Maryland Gov. Martin O'Malley (D) -- who is considering a 2016 presidential run -- has joined the growing roster of politicians who think the District of Columbia's football team should change its name.
"We hope that in every generation we become more understanding of one another, more inclusive as a people, and more respectful of the dignity of every individual and every culture," he told Fusion's Jorge Ramos in an interview Monday. "So I think it probably is time for the Redskins to change their name."
O'Malley is the latest political figure to come out against the name. President Barack Obama has said he would consider changing the name of the team if he owned it, and in May, 50 senators signed a letter urging the National Football League to encourage the team to change its name.

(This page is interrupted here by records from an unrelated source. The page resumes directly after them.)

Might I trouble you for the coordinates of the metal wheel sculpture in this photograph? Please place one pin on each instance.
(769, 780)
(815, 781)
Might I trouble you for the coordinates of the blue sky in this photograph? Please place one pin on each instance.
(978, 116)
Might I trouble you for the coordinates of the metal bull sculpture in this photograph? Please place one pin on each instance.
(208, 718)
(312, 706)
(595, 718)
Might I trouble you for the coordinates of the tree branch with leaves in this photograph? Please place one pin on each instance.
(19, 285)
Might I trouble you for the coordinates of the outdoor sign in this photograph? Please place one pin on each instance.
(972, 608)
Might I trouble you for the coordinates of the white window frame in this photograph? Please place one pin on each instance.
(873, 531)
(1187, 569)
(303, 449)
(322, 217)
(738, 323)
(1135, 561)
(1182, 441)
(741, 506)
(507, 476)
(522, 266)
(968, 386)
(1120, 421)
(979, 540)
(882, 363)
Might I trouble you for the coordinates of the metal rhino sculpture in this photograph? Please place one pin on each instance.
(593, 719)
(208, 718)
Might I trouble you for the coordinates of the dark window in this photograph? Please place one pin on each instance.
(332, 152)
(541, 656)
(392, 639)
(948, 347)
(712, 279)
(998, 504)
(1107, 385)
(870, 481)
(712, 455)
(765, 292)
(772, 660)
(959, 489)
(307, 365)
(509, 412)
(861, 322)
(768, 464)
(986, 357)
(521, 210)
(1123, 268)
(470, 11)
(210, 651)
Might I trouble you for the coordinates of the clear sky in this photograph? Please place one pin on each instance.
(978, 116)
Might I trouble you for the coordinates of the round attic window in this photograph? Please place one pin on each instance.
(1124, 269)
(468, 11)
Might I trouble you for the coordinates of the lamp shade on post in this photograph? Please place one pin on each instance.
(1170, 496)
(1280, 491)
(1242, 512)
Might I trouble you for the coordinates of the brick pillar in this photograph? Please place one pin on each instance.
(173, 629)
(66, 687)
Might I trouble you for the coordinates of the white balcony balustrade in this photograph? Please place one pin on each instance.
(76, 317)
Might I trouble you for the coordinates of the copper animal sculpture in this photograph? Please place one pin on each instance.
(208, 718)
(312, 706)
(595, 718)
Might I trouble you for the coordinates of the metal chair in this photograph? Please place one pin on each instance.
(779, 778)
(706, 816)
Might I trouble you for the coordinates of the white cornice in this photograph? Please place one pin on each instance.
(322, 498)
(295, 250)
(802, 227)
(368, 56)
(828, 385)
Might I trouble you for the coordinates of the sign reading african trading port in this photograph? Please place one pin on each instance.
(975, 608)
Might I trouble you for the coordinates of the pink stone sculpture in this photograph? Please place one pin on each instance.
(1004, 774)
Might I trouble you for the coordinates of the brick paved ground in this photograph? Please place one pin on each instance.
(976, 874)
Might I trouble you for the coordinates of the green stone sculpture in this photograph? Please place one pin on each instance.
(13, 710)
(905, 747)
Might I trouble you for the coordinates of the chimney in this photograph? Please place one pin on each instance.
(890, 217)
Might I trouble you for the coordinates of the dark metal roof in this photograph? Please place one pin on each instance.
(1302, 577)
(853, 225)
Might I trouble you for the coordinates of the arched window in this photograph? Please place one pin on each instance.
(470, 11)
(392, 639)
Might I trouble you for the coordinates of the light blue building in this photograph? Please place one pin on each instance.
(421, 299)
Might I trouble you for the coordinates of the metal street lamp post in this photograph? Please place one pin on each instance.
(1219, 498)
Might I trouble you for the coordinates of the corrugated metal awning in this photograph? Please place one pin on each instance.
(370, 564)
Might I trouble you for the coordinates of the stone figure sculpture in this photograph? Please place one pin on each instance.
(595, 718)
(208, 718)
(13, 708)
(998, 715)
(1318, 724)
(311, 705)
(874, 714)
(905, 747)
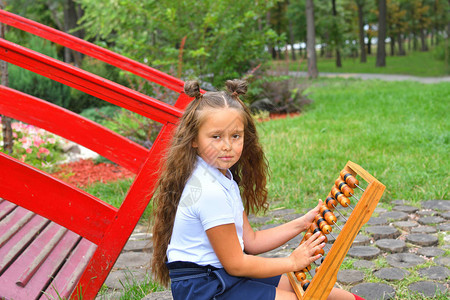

Native Americans around the country have long called the name offensive. The team's owner, Dan Snyder, has remained ardently opposed to any name change.
"After 81 years, the team name 'Redskins' continues to hold the memories and meaning of where we came from, who we are, and who we want to be in the years to come," he said in a letter to fans last year.
Earlier this summer, a HuffPost/YouGov poll found that only 21 percent of respondents thought the team should change its name. Among those polled, the most popular alternate name was the "Washington Warriors."
And O'Malley may find that some of his constituents don't agree with him, either. A Facebook analysis found it was the most popular NFL franchise in several Maryland counties.
O'Malley is considered a likely contender for the Democratic presidential nomination in 2016. In the Fusion interview, he said he is "seriously considering" a run.